Copyright © by The Korean Society of Menopause
Original Article

Health-Seeking Behaviors and Treatments Received for Menopause Symptoms: A Questionnaire Survey among Midlife Women Attending Primary Healthcare Clinics in Malaysia

Anusha Manoharan,1 Megat Muhammad Haris Megat Zainal,2 Beh Hooi Chin,3 Koh Wen Ming,4 Zamzurina Asmuee,5 Norafini Salamon,6 Peter Jerampang,7 Radhiyah Hussin,8 Nadia Hamimah Kamaludin,9 and Chandrashekhar T Sreeramareddy10
    • 1Bandar Botanic Health Clinic, Selangor, Malaysia.
    • 2Jinjang Health Clinic, Wilayah Persekutuan, Malaysia.
    • 3The Department of Primary Care, University Malaya, Wilayah Persekutuan, Malaysia.
    • 4Rawang Health Clinic, Selangor, Malaysia.
    • 5Kuang Health Clinic, Selangor, Malaysia.
    • 6Jalan Merbau Health Clinic, Sarawak, Malaysia.
    • 7Tanah Puteh Health Clinic, Sarawak, Malaysia.
    • 8Tanglin Health Clinic, Wilayah Persekutuan, Malaysia.
    • 9Putatan Health Clinic, Sabah, Malaysia.
    • 10Department of Community Medicine, International Medical University (IMU), Kuala Lumpur, Malaysia.
Received August 31, 2023; Revised November 20, 2023; Accepted November 30, 2023.

This is an Open Access article distributed under the terms of the Creative Commons Attribution Non-Commercial License (http://creativecommons.org/licenses/by-nc/4.0/).

Abstract

Objectives

This study aimed to assess menopause symptoms, treatment-seeking behaviors, treatments received, and factors associated with seeking consultation from healthcare providers (HCPs).

Methods

Using a self-administered Menopause Quick-6 in the Malay language (MQ6[M]) questionnaire, we surveyed 349 women aged 40–60 years attending primary healthcare clinics in four states in Malaysia for their menopause symptoms. Health-seeking behaviors for menopause symptoms were assessed using questions regarding HCPs consulted and treatments prescribed. Binary logistic regression was employed on factors associated with seeking consultation for menopause symptoms.

Results

Using MQ6(M), we observed that 125 (31.3%) women reported at least one menopause symptom, with joint pains (42.8%), menstrual changes (39.5%), and hot flashes (29.3%) being the most frequent symptoms. Furthermore, 60% of the women were prescribed vitamins, and only 13% were administered Hormone Replacement Therapy (HRT). Medical comorbidities, the presence of at least one gynecological condition, menopause status, and MQ6(M) score were associated with seeking consultation with an HCP. For women with medical conditions, the odds of seeking consultation increased by a factor of 1.34 (adjusted odds ratio [AOR], 1.34; 95% confidence interval [CI], 1.11–1.76) for every additional comorbidity. The odds of seeking consultation from an HCP increased by a factor of 1.26 (AOR, 1.26; 95% CI, 1.04–1.47) with a unit increase in MQ6(M) score.

Conclusions

Most women had menopause symptoms but favored the use of complementary and alternative medicine over HRT. Screening and awareness of menopause treatments need to be improved at primary healthcare clinics.

Keywords
Cross-sectional survey; Health-seeking behaviors; Hormone replacement therapy; Menopause

INTRODUCTION

Menopause is a permanent cessation of menstruation for 12 consecutive months due to the loss of ovarian function.
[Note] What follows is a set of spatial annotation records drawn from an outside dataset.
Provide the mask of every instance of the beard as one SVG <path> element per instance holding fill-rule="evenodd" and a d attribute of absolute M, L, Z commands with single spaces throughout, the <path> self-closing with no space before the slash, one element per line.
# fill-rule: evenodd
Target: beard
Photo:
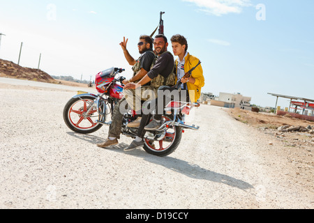
<path fill-rule="evenodd" d="M 163 47 L 155 48 L 155 52 L 157 54 L 157 55 L 161 54 L 165 51 L 165 46 L 163 46 Z"/>
<path fill-rule="evenodd" d="M 148 48 L 146 47 L 146 46 L 141 50 L 139 50 L 140 54 L 144 54 L 145 52 L 147 51 L 147 49 L 149 49 Z"/>

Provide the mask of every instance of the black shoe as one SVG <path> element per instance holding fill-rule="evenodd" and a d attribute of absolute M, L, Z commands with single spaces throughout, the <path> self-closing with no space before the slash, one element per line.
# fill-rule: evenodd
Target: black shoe
<path fill-rule="evenodd" d="M 145 126 L 145 130 L 156 130 L 161 126 L 161 121 L 158 122 L 155 119 L 153 119 L 149 124 Z"/>
<path fill-rule="evenodd" d="M 132 141 L 132 143 L 130 144 L 130 146 L 128 146 L 128 148 L 125 148 L 124 151 L 131 151 L 135 148 L 141 148 L 143 146 L 144 146 L 143 140 L 142 140 L 141 141 L 136 141 L 135 140 L 133 140 L 133 141 Z"/>

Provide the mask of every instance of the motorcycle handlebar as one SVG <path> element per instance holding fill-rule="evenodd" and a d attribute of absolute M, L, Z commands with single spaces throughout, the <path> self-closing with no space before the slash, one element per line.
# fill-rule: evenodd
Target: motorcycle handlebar
<path fill-rule="evenodd" d="M 114 71 L 118 71 L 119 72 L 124 72 L 124 71 L 126 71 L 126 70 L 125 69 L 122 69 L 122 68 L 114 68 Z"/>

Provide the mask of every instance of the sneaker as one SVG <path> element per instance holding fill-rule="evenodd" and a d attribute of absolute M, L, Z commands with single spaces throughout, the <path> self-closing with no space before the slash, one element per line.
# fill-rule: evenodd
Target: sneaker
<path fill-rule="evenodd" d="M 142 140 L 141 141 L 136 141 L 135 140 L 133 140 L 133 141 L 132 141 L 132 143 L 130 144 L 130 146 L 128 146 L 128 148 L 125 148 L 124 151 L 131 151 L 133 149 L 137 148 L 141 148 L 144 146 L 144 142 Z"/>
<path fill-rule="evenodd" d="M 118 139 L 115 139 L 114 140 L 110 140 L 109 139 L 107 139 L 106 141 L 105 141 L 103 143 L 97 144 L 97 146 L 100 147 L 100 148 L 105 148 L 105 147 L 108 147 L 110 146 L 114 146 L 118 144 L 119 144 Z"/>
<path fill-rule="evenodd" d="M 161 126 L 161 122 L 157 122 L 155 119 L 153 119 L 149 124 L 145 126 L 145 130 L 156 130 Z"/>
<path fill-rule="evenodd" d="M 140 124 L 141 123 L 141 117 L 138 117 L 135 121 L 133 121 L 133 122 L 130 123 L 126 125 L 128 128 L 139 128 Z"/>

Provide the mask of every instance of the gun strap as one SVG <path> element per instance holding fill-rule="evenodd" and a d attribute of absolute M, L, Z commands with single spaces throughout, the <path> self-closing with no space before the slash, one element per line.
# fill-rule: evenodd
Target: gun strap
<path fill-rule="evenodd" d="M 159 27 L 159 24 L 158 24 L 158 26 L 157 26 L 157 28 L 156 28 L 155 31 L 151 33 L 151 38 L 153 38 L 154 34 L 155 34 L 155 33 L 156 33 L 156 31 L 157 31 L 157 29 L 158 29 L 158 27 Z"/>

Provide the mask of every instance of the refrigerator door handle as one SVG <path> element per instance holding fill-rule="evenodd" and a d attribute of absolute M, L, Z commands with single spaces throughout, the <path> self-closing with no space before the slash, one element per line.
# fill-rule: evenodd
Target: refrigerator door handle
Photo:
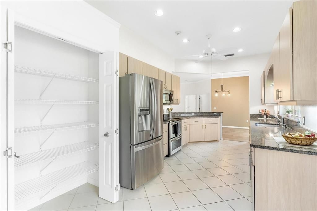
<path fill-rule="evenodd" d="M 148 148 L 149 147 L 153 146 L 154 146 L 156 145 L 157 144 L 158 144 L 160 143 L 160 142 L 161 141 L 161 140 L 162 140 L 162 136 L 160 136 L 159 138 L 158 138 L 158 140 L 156 142 L 153 143 L 152 144 L 149 144 L 148 145 L 146 145 L 145 146 L 139 146 L 139 147 L 136 147 L 135 149 L 135 152 L 136 152 L 139 151 L 140 151 L 140 150 L 142 150 L 145 149 L 146 149 L 147 148 Z"/>
<path fill-rule="evenodd" d="M 154 108 L 154 98 L 155 98 L 155 96 L 154 96 L 154 92 L 153 91 L 153 89 L 154 88 L 153 87 L 153 84 L 152 83 L 152 78 L 150 78 L 150 85 L 151 86 L 151 96 L 152 97 L 152 99 L 151 99 L 151 101 L 152 103 L 151 105 L 151 109 L 152 110 L 152 122 L 151 123 L 151 131 L 150 134 L 150 138 L 152 139 L 153 138 L 153 133 L 154 133 L 154 123 L 155 122 L 155 116 L 154 113 L 155 113 L 155 109 Z"/>

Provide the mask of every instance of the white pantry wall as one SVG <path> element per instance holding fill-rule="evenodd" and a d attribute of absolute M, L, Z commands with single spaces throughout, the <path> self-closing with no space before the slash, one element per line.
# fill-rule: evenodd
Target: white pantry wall
<path fill-rule="evenodd" d="M 167 72 L 174 71 L 174 58 L 124 26 L 120 28 L 119 52 Z"/>

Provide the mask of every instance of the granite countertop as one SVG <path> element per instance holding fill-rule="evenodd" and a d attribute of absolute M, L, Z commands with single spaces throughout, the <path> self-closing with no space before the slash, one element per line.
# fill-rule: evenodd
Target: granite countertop
<path fill-rule="evenodd" d="M 219 118 L 220 116 L 181 116 L 173 117 L 176 118 L 179 118 L 181 119 L 192 119 L 193 118 Z"/>
<path fill-rule="evenodd" d="M 279 145 L 273 137 L 281 137 L 286 132 L 295 133 L 296 132 L 287 128 L 271 127 L 256 126 L 256 122 L 275 123 L 274 120 L 258 119 L 251 117 L 250 121 L 250 143 L 251 147 L 266 149 L 290 152 L 317 155 L 317 149 L 305 148 L 294 145 L 294 146 Z"/>

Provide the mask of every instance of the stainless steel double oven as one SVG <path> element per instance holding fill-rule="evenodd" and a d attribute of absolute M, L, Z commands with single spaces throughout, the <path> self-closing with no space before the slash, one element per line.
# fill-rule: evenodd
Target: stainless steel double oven
<path fill-rule="evenodd" d="M 182 148 L 182 121 L 178 118 L 164 118 L 164 120 L 169 122 L 168 156 L 171 156 Z"/>

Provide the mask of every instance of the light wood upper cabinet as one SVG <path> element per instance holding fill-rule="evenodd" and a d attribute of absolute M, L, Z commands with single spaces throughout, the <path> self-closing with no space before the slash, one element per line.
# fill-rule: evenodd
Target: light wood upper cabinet
<path fill-rule="evenodd" d="M 265 103 L 265 88 L 264 87 L 265 74 L 265 72 L 263 71 L 262 75 L 261 75 L 261 103 Z"/>
<path fill-rule="evenodd" d="M 281 88 L 279 87 L 278 85 L 280 84 L 279 79 L 281 77 L 280 74 L 280 35 L 277 36 L 277 38 L 275 40 L 274 45 L 273 46 L 273 50 L 272 51 L 272 54 L 273 55 L 273 75 L 274 82 L 274 98 L 275 102 L 279 101 L 279 99 L 277 95 L 279 93 L 276 91 L 278 90 L 281 90 Z"/>
<path fill-rule="evenodd" d="M 218 124 L 207 124 L 205 125 L 204 140 L 214 141 L 218 140 Z"/>
<path fill-rule="evenodd" d="M 172 90 L 174 91 L 174 104 L 180 103 L 180 78 L 172 74 Z"/>
<path fill-rule="evenodd" d="M 293 3 L 294 100 L 317 100 L 317 1 Z"/>
<path fill-rule="evenodd" d="M 145 62 L 142 62 L 142 74 L 154 78 L 158 79 L 158 69 Z"/>
<path fill-rule="evenodd" d="M 274 78 L 275 89 L 281 91 L 279 95 L 281 98 L 280 101 L 293 99 L 292 12 L 291 9 L 280 30 L 278 77 L 276 80 Z"/>
<path fill-rule="evenodd" d="M 165 89 L 172 90 L 172 74 L 168 72 L 165 72 Z"/>
<path fill-rule="evenodd" d="M 128 56 L 119 53 L 119 77 L 124 76 L 128 72 Z"/>
<path fill-rule="evenodd" d="M 166 73 L 165 71 L 161 69 L 158 69 L 158 80 L 160 80 L 163 82 L 163 89 L 165 89 L 166 86 L 166 82 L 165 79 Z"/>
<path fill-rule="evenodd" d="M 134 73 L 142 75 L 142 62 L 128 56 L 127 72 L 128 73 Z"/>

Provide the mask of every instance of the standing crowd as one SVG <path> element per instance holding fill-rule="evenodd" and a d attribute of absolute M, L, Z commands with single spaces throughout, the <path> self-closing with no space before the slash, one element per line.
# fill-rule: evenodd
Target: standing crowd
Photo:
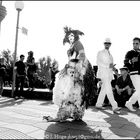
<path fill-rule="evenodd" d="M 81 121 L 85 109 L 94 104 L 97 109 L 105 109 L 107 102 L 112 111 L 121 113 L 121 107 L 127 107 L 135 111 L 133 105 L 140 105 L 140 38 L 135 37 L 133 49 L 126 52 L 124 65 L 120 68 L 120 74 L 115 68 L 114 59 L 110 52 L 112 42 L 106 38 L 104 48 L 97 53 L 97 67 L 93 69 L 87 59 L 85 49 L 80 41 L 82 31 L 64 27 L 63 44 L 70 45 L 67 56 L 68 63 L 60 72 L 52 70 L 53 103 L 59 109 L 56 117 L 44 116 L 47 121 L 65 121 L 69 118 Z M 29 80 L 29 91 L 35 87 L 35 74 L 37 66 L 33 52 L 28 52 L 28 58 L 20 55 L 20 60 L 15 63 L 16 89 L 15 98 L 23 96 L 23 87 L 26 79 Z M 5 75 L 4 59 L 0 59 L 0 95 L 3 91 Z M 55 76 L 57 75 L 57 76 Z M 20 86 L 20 92 L 19 92 Z"/>
<path fill-rule="evenodd" d="M 119 74 L 109 50 L 112 45 L 109 38 L 97 53 L 94 70 L 79 39 L 84 33 L 68 27 L 64 27 L 64 33 L 63 43 L 69 43 L 70 48 L 68 63 L 60 71 L 53 88 L 53 103 L 58 106 L 58 112 L 56 117 L 43 116 L 43 119 L 49 122 L 81 121 L 92 101 L 97 109 L 105 109 L 105 99 L 115 114 L 121 113 L 121 107 L 135 111 L 133 105 L 137 101 L 140 105 L 140 38 L 133 39 L 133 49 L 126 53 Z M 95 97 L 97 99 L 91 101 Z"/>

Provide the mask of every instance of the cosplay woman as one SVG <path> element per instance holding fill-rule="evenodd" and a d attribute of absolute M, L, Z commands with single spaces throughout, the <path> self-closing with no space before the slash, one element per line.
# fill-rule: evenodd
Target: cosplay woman
<path fill-rule="evenodd" d="M 53 88 L 53 102 L 58 105 L 57 117 L 44 116 L 47 121 L 65 121 L 66 119 L 82 120 L 85 109 L 96 94 L 92 66 L 85 56 L 79 35 L 84 33 L 71 28 L 64 28 L 63 43 L 69 43 L 67 51 L 68 64 L 65 65 L 56 79 Z"/>
<path fill-rule="evenodd" d="M 73 30 L 68 27 L 64 27 L 65 37 L 63 39 L 63 44 L 70 44 L 70 48 L 67 51 L 69 60 L 78 59 L 77 70 L 81 74 L 81 78 L 84 85 L 84 95 L 83 103 L 87 108 L 94 101 L 95 94 L 97 91 L 97 86 L 95 84 L 95 75 L 93 73 L 92 66 L 85 55 L 85 50 L 83 44 L 80 42 L 79 35 L 84 35 L 83 32 L 79 30 Z"/>

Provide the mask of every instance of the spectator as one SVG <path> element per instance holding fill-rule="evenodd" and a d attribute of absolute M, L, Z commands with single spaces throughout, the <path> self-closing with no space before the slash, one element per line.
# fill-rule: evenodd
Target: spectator
<path fill-rule="evenodd" d="M 104 49 L 99 51 L 97 54 L 97 78 L 101 79 L 101 91 L 99 93 L 96 108 L 104 109 L 103 103 L 105 96 L 107 95 L 109 102 L 112 106 L 113 112 L 116 114 L 120 114 L 120 108 L 118 108 L 118 104 L 114 99 L 111 81 L 114 79 L 113 70 L 113 56 L 109 52 L 109 48 L 111 46 L 111 41 L 107 38 L 104 42 Z"/>
<path fill-rule="evenodd" d="M 27 65 L 28 65 L 29 63 L 32 63 L 32 58 L 34 58 L 33 56 L 34 56 L 33 51 L 29 51 L 29 52 L 28 52 L 27 61 L 26 61 Z"/>
<path fill-rule="evenodd" d="M 33 91 L 35 88 L 35 73 L 37 70 L 37 65 L 35 64 L 35 59 L 32 58 L 31 62 L 27 64 L 27 76 L 29 80 L 29 91 Z"/>
<path fill-rule="evenodd" d="M 15 99 L 23 98 L 23 87 L 26 78 L 26 67 L 24 61 L 25 56 L 20 55 L 20 60 L 15 63 L 16 70 L 16 90 L 15 90 Z M 20 87 L 20 94 L 18 88 Z"/>
<path fill-rule="evenodd" d="M 128 68 L 123 67 L 120 69 L 121 76 L 116 81 L 116 100 L 120 107 L 124 107 L 126 101 L 131 97 L 134 87 L 128 74 Z"/>
<path fill-rule="evenodd" d="M 55 65 L 55 66 L 52 66 L 50 67 L 51 69 L 51 84 L 50 84 L 50 90 L 53 89 L 54 85 L 55 85 L 55 79 L 56 79 L 56 74 L 59 72 L 58 70 L 58 66 Z"/>
<path fill-rule="evenodd" d="M 133 104 L 138 101 L 140 107 L 140 38 L 135 37 L 133 39 L 133 50 L 130 50 L 125 55 L 124 65 L 130 71 L 130 78 L 135 87 L 134 94 L 130 97 L 130 99 L 126 102 L 125 106 L 130 111 L 136 111 L 133 108 Z"/>
<path fill-rule="evenodd" d="M 2 97 L 4 78 L 6 76 L 6 65 L 4 58 L 0 59 L 0 97 Z"/>

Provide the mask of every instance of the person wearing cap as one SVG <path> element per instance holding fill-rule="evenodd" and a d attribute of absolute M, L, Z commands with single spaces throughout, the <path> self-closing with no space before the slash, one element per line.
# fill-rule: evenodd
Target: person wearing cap
<path fill-rule="evenodd" d="M 105 48 L 99 51 L 97 54 L 97 78 L 101 79 L 102 86 L 95 106 L 98 109 L 104 109 L 103 103 L 105 100 L 105 96 L 107 95 L 113 112 L 116 114 L 120 114 L 120 108 L 118 107 L 118 104 L 114 99 L 111 86 L 111 81 L 114 79 L 113 71 L 115 70 L 115 68 L 113 63 L 113 56 L 109 52 L 110 46 L 111 41 L 109 38 L 106 38 L 106 40 L 104 41 Z"/>
<path fill-rule="evenodd" d="M 116 92 L 115 99 L 118 102 L 118 105 L 120 107 L 124 107 L 126 101 L 129 100 L 129 98 L 132 96 L 132 93 L 134 91 L 134 86 L 132 84 L 132 81 L 130 79 L 129 71 L 127 67 L 120 68 L 120 77 L 118 77 L 116 81 Z"/>
<path fill-rule="evenodd" d="M 135 88 L 135 92 L 131 98 L 126 102 L 125 106 L 130 111 L 136 111 L 133 104 L 138 101 L 140 106 L 140 38 L 133 39 L 133 49 L 128 51 L 125 55 L 124 66 L 129 69 L 130 78 Z"/>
During midlife women experience menstrual irregularities and menopausal symptoms [1]. Hot flushes and night sweats were reported by up to 80% of midlife women among European women [1, 2]. Other menopausal symptoms are mood changes, sleep disturbances, heightened anxiety, fatigue, vaginal dryness, dyspareunia, joint pains, bladder symptoms, anxiety, and skin changes [2]. Menopausal symptoms vary across geographies. Among Asian midlife women frequently reported menopause symptoms are joint and muscular pain and fatigue [3, 4, 5]. Cultural background and religion are known to influence the perception of menopausal symptoms and treatment-seeking behavior [4, 6]. Asian midlife women have a positive attitude towards menopause, and they tend to accept menopause as a rite of passage. As a result, they are left with unmet physical, emotional, and psychosocial needs. They are also unprepared to receive treatment for menopausal symptoms [7, 8]. Current guidelines recommend Hormone Replacement Therapy (HRT) for menopausal symptoms [9, 10, 11], however, there is a decline in the prescriptions of HRT by healthcare providers (HCP) due to the ongoing debate surrounding the benefits versus adverse effects of HRT following the Women’s Health Initiative report [12]. Despite the more recent evidence about the benefits of HRT in reducing the risk of cardiovascular events and prevention of osteoporosis the usage of HRT has continued to decline [12, 13]. Given the benefits of HRT, it is important to screen the midlife women attending primary care clinics to make treatment decisions [14]. To provide advice about HRT to midlife women it is important to understand their current treatment-seeking behaviors i.e., types of HCPs consulted, and treatments received or preferred for menopausal symptoms. Such information is needed to develop and counsel women with menopause symptoms, and develop referral guidelines for providing evidence-based treatments from appropriate HCPs [15].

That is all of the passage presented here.